Type I diabetes (T1D) afflicts 29.1 million people and 9.3% of the United States population. In spite of increased awareness and improved living conditions, and the distribution of similar risk (HLA) genes, T1D has been rising recently at an alarming rate in the world, and especially in the Scandinavian countries, among children. T1D is recognized as an autoimmune disease mediated by T lymphocytes in individuals with genetic predisposition. Despite decades of research, the details of the mechanisms involved in the manifestation of T1D remain sketchy. Many clinical trials have been conducted aiming at the prevention of the onset as well as halt the progression of T1D. These include induction of oral tolerance against insulin, reduced exposure to dietary components such as cow's milk and gluten, blocking the availability of cytokines and other mediators that can potentially cause damage to beta cells using antibodies, and reducing the frequency of autoreactive T lymphocytes by administering antibody against the T cell receptor and other accessory components. However, all of these attempts have met with little or no success for the alleviation of T1D. The failure of these various attempts to intervene the progression of T1D in seropositive individuals is primarily attributed to the poor understanding of the disease process resulting in the inability to pinpoint the time and method of intervention for effective control of T1D.
In addition to the poor understanding of the underlying mechanisms of T1D, the lack of robust diagnostic tests confounds early diagnosis and treatment of this disease. The only available diagnostic test to date is the detection of antibodies against insulin (IAA), glutamic acid decarboxylase (GADA), insulinoma antigen 2 (IA-2A), and zinc transporter 8 (ZNT8A), using expensive and radioactive methods, which are not easily accessible to the general public (Jayaraman (2014) Discov. Med. 17:347-355). HLA genotypes such as HLA DR3/4 are considered to contribute to the susceptibility for developing diabetes. However, these HLA genotypes provide an expected diabetes risk of about 10% in first-degree relatives and therefore are not very reliable in predicting the development of T1D in high-risk individuals. In addition, >50 non-HLA associated regions have been implicated in contributing weak-to-moderate susceptibility to T1D. This was based on determining the single nucleotide polymorphisms (SNPs) in genetic loci revealed by genome-wide association studies (GWAS). However, it is unclear how these SNPs in these loci, each composed of multiple genes, can influence disease outcome. Therefore, these loci do not serve as reliable biomarkers for disease diagnosis or progression. Although these SNPs may indicate the propensity to develop T1D, they cannot be used as biomarkers for the predicting the development of overt diabetes in seropositive individuals (Jayaraman (2014) Discov. Med. 17:347-355).

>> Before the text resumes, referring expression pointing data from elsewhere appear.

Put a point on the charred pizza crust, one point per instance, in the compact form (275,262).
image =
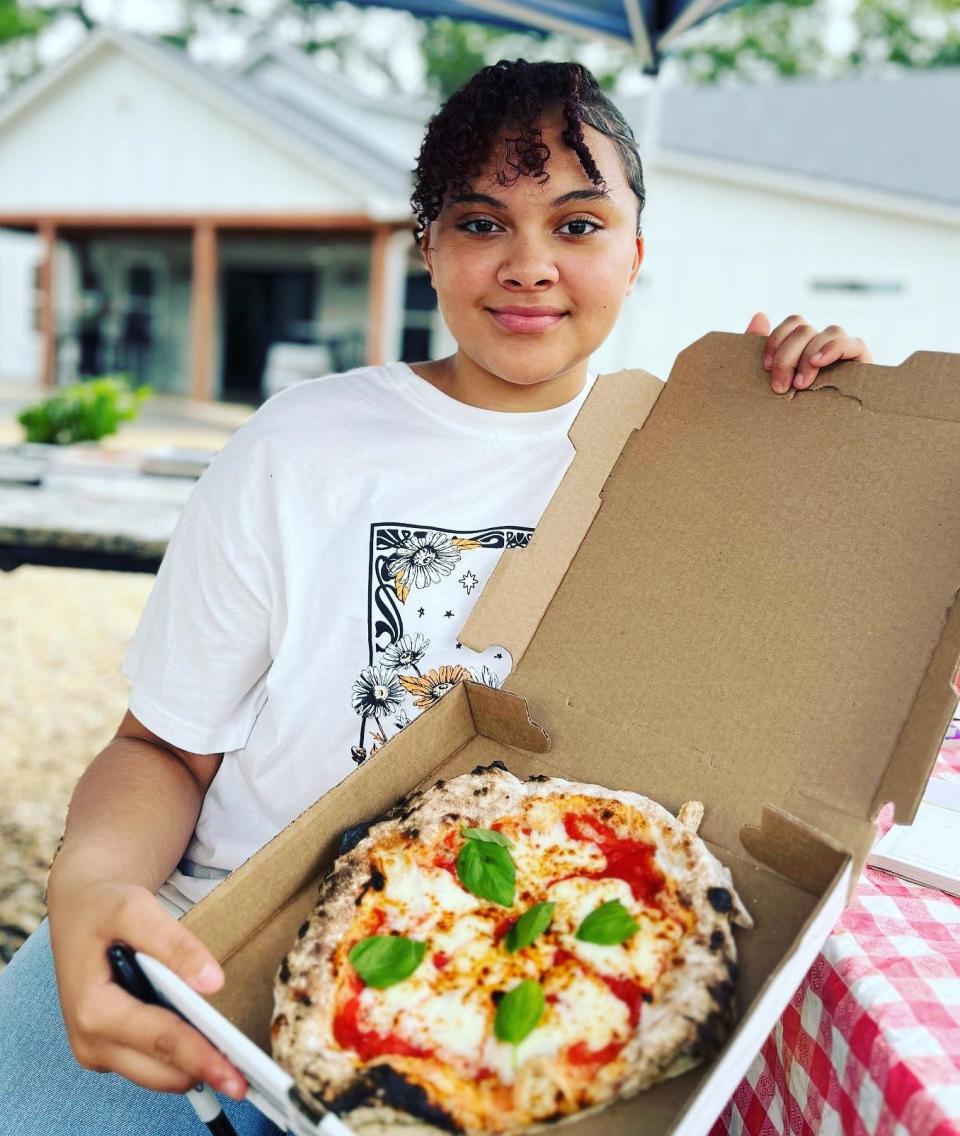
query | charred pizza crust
(686,1016)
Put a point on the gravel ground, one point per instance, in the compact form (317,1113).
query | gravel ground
(63,635)
(63,632)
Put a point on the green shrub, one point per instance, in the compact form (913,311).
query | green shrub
(83,412)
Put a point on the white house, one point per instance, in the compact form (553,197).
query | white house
(181,219)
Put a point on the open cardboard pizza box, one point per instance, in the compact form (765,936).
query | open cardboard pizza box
(735,596)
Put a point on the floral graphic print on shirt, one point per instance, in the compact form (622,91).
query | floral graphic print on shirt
(423,583)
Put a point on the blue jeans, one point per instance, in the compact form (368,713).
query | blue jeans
(43,1092)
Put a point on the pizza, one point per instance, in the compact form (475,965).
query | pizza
(494,954)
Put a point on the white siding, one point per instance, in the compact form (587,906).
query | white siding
(717,252)
(116,135)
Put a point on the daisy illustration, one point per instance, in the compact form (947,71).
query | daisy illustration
(376,693)
(426,559)
(430,687)
(485,677)
(406,652)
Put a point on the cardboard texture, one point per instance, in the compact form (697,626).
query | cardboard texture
(734,596)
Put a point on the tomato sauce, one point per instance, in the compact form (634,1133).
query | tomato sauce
(579,1054)
(366,1043)
(378,920)
(626,859)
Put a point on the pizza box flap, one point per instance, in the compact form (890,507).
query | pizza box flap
(744,598)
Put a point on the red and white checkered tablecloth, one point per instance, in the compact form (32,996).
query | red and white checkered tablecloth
(869,1044)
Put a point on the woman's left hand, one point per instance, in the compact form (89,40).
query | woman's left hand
(795,351)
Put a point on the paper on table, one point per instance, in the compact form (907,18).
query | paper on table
(927,851)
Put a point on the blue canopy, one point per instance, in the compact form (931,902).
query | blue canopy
(648,25)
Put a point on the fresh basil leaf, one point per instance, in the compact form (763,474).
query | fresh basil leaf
(528,926)
(519,1011)
(487,870)
(608,925)
(384,960)
(485,834)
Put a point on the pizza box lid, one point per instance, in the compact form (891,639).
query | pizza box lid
(748,599)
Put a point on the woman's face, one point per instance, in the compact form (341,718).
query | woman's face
(525,249)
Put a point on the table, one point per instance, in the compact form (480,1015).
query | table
(869,1044)
(90,509)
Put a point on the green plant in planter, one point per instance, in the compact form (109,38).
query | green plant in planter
(84,411)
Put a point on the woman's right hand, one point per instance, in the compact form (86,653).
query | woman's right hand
(109,1030)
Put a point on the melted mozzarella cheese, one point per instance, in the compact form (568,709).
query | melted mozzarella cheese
(420,894)
(448,1004)
(640,958)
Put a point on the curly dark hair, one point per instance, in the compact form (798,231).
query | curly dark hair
(516,95)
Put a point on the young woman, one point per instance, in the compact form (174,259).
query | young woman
(309,602)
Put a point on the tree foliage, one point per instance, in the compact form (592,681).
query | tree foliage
(908,33)
(17,23)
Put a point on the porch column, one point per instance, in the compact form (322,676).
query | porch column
(203,311)
(378,302)
(47,318)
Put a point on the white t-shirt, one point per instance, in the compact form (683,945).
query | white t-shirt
(310,599)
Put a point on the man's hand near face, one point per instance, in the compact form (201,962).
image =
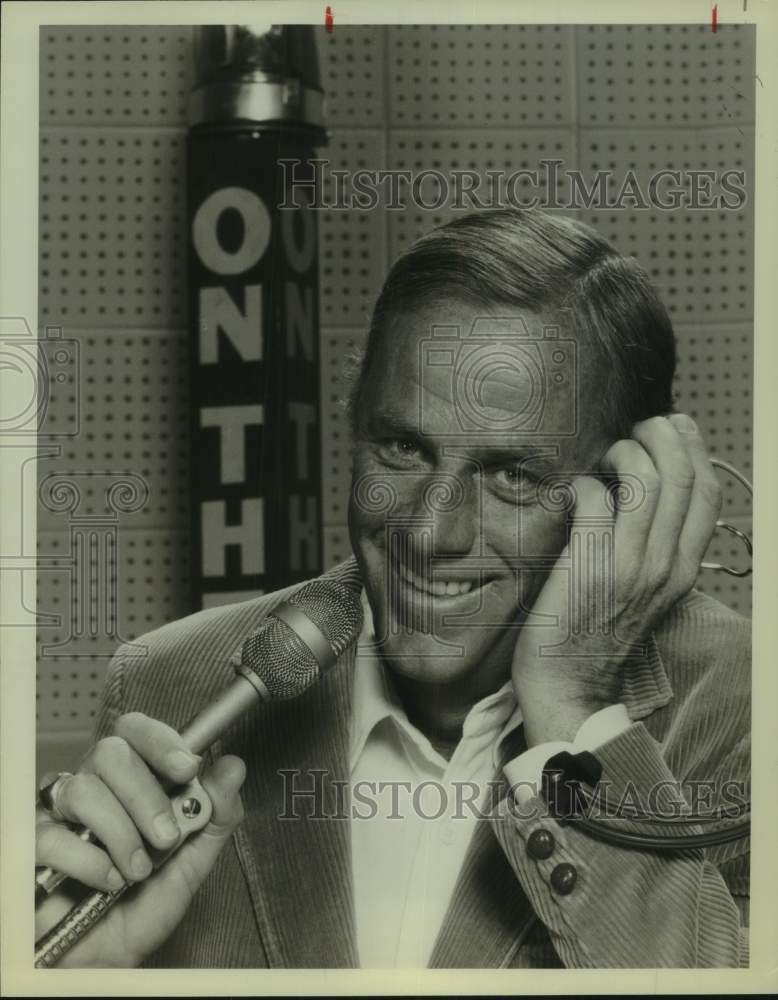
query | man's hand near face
(619,574)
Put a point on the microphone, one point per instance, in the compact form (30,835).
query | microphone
(294,647)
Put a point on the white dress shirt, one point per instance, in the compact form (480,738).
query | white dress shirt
(409,839)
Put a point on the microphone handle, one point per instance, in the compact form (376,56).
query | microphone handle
(199,733)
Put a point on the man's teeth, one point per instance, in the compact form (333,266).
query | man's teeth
(438,588)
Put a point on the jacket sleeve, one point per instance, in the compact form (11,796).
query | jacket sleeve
(111,703)
(609,906)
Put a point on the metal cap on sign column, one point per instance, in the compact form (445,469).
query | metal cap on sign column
(260,73)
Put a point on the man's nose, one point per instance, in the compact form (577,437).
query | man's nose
(450,507)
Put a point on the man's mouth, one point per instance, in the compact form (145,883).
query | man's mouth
(447,585)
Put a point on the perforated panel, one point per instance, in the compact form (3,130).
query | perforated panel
(479,150)
(112,228)
(701,260)
(714,384)
(337,546)
(352,65)
(480,75)
(666,74)
(352,260)
(152,585)
(338,346)
(735,592)
(134,418)
(127,75)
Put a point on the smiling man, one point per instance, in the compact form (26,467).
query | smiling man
(528,518)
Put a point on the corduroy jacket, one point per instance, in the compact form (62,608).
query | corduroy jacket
(280,895)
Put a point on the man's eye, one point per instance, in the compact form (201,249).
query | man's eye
(399,451)
(514,482)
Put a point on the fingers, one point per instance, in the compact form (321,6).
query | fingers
(676,472)
(66,852)
(591,547)
(631,463)
(85,799)
(124,772)
(671,528)
(159,745)
(118,795)
(185,871)
(706,498)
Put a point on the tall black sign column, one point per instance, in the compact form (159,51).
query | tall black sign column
(253,299)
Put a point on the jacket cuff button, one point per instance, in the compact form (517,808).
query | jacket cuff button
(540,844)
(563,879)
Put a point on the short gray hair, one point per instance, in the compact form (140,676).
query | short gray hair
(545,263)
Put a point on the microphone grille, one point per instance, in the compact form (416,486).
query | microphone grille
(278,655)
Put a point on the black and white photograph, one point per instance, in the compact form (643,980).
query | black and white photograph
(387,459)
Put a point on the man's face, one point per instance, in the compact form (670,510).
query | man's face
(458,438)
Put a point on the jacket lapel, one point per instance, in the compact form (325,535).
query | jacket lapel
(298,864)
(489,914)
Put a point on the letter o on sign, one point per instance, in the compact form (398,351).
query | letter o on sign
(256,230)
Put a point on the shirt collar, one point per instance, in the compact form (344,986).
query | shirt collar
(374,699)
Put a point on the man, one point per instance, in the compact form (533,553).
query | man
(527,519)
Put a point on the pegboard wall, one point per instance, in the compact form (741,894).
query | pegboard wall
(113,260)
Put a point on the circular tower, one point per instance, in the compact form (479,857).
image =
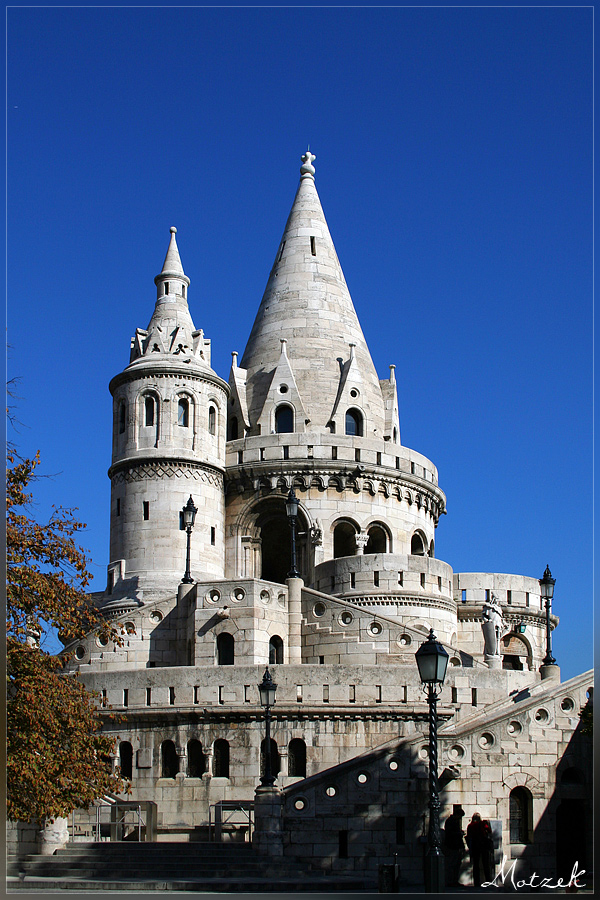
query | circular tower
(169,432)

There are several problems associated with existing antibody detection as a diagnostic test. First, less than 30% of individuals with the genetic predisposition (HLA DR3/4 expression) develop autoantibodies. In addition, occurrence of full-blown diabetes takes a number of years after the appearance of autoantibodies. Further, some individuals, especially Southeast Asians, develop T1D without any sign of autoantibodies. Moreover, it is the T lymphocytes, and not the antibodies, that have been implicated in the destruction of beta cells in T1D. As such, reliability of antibody tests for the diagnosis and prognosis of T1D is questionable.
Recently, a few other biomarkers have been proposed for the detection of T1D, such as differentially expressed genes in the peripheral blood (Bonifacio, et al. (2014) Acta Diabetol. 51:403-11) as determined by microarrays. Whereas the gene expression profiling represents a new line of thinking to find suitable biomarkers for T1D, the selection of genes did not permit the stratification of these patients (Bonifacio, et al. (2014) Acta Diabetol. 51:403-11). Another report necessitated the isolation of subsets of T lymphocytes for microarray analysis (Hisanaga-Oishi, et al. (2014) Endocr. J. 61:577-88). However, this study suffers from a number of shortcomings. Besides being expensive, this analysis is also impractical to perform in a large cohort of patients as a cross-sectional study as well as a longitudinal investigation to correlate the relationship between the expression of certain genes and the onset and/or progression of T1D. Finally, although T1D is considered to be initiated by autoreactive T lymphocytes, recent work has indicated the participation of the innate immune system as well (Jayaraman (2014) Discov. Med. 17:347-355). Therefore, ideal biomarkers should include genes that are over-expressed by T cells as well as the innate immune system under the diabetic condition. Compromised expression of genes implicated in affording protection against diabetes may serve as additional biomarkers for determining the susceptibility to develop diabetes.